Es desalentador el
curso que va tomando el país ante la indiferencia de muchos. La preocupación
por lo que viene es sentimiento de una minoría. El aparato de propaganda del
gobierno ha sido muy eficaz porque se procesa de manera sutil, sin que se
advierta que lo es, a veces disfrazada de información, de inocente opinión o
como una postura que normaliza la autocracia, hasta mentes lúcidas se suman a
la sinrazón. La destrucción de la República y sus fundamentos son un hecho
consumado con la aprobación y la promulgación de la reforma judicial.
En algunos existe la
esperanza de que el cambio de gobierno podrá corregir muchas de las inercias perniciosas
del pasado gobierno, en especial los excesos y desbordes de intolerancia. Hay
ánimo en el voto de confianza y la idea de que lo peor está por concluir. Ojalá
y fuera cierto, pero nada hay que abone a ello. Existe, incluso, quien quiera
ver en la facultad reglamentaria del Congreso una eventual corrección mayor a la
reforma judicial, como si fuera jurídicamente posible. Catastrofistas, suele ser el señalamiento al realismo de hoy día.
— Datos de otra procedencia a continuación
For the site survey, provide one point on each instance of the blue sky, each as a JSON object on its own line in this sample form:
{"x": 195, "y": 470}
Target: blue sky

Claro, el país sigue y mucho será interiorizado como normal, pero no va por
buen curso, el deterioro de la democracia y las libertades será el producto de
la complacencia.
Existe insistencia
de no aceptar la determinación de continuidad de la presidenta electa Claudia
Sheinbaum. Ella ha sido consistente en su mensaje y en sus acciones. La
excepción fue la noche de la elección, al decir que gobernaría para todos los
mexicanos. López Obrador también lo dijo el día de su triunfo electoral y no
sucedió así, gobernó para él y los suyos.
Lo que importa no
son las personas y la ingenua presunción de buena voluntad y generosas
intenciones; lo relevante es el sistema porque son reglas e instituciones; la
aprobación de la reforma judicial significa el fin del sistema democrático para
establecer las bases de un régimen autocrático sin juzgadores independientes,
sin una Corte que imponga límites a la actuación de las autoridades,
particularmente la del presidente de la República.
La reforma a las
leyes ordinarias reglamenta lo que la Constitución determina. Si los candidatos
van a ser seleccionados en los términos de la Carta Magna, la ley debe ser
consecuente y definir procedimientos, tiempos y responsabilidades, los
requisitos para ser juzgador o el voto popular, así como la manera de
desahogarse la elección popular, el financiamiento y la publicidad, así como el
régimen de impugnaciones. Resultado de la omisión normativa, la reforma
determinó que el INE resolviera, una falta mayor porque significa delegación de
facultades legislativas, que corresponden al Congreso de la Unión y los
Congresos locales.
Las impugnaciones a
la reforma se anticipan poco exitosas, deseable no fuera el caso, pero es
difícil que el mismo Poder Judicial Federal, desarmado y políticamente
descalificado, pueda revertir una decisión de tal gravedad y ante un presidente
decidido a violentar el marco legal por razones políticas. Asimismo, la
instancia internacional, recurso válido y con todos los elementos para
prosperar en la defensa de los derechos laborales y patrimoniales de los
trabajadores y funcionarios, así como de la defensa de los derechos humanos, es
difícil que modifique la determinación del régimen de seguir adelante.
La peor respuesta
frente al estado adverso de cosas es ignorar o minimizar la magnitud del
problema con la aprobación de la reforma judicial. De hecho, la derrota se
escrituró el 2 de junio cuando la oposición no pudo ganar distritos en la
elección de diputados ni estados en la elección de senadores. La indolencia de
la oposición fue un gravísimo error. Se ganaron muchas ciudades, pero allí mismo
se perdieron los distritos, cuatro estados hubieran hecho la diferencia:
Coahuila, Jalisco, Nuevo León y Guanajuato.
De la misma forma
es la fallida pretensión de contener al oficialismo en el Senado de la
República. Tres senadores opositores votaran por el oficialismo y otro voluntariamente
se ausentó porque tenía que apoyar a su familia no al país (ridículo argumento propio
de un traidor) fueron suficientes para definir la suerte de la democracia.
Los mexicanos no
votaron por su desmantelamiento y el proceso electoral acusó vicios graves de
parcialidad e interferencia presidencial, la realidad es que después de la
elección todo es consecuencia.
El sentido del
mandato democrático fue de gobernar, no acabar con el régimen democrático. El
cambio debió ser objeto de una consulta democrática, para eso este gobierno
cambió la Constitución, para que los ciudadanos determinaran el cambio y no el
supuesto implícito de un resultado electoral como se ha argumentado. El voto
democrático fue utilizado contra la democracia.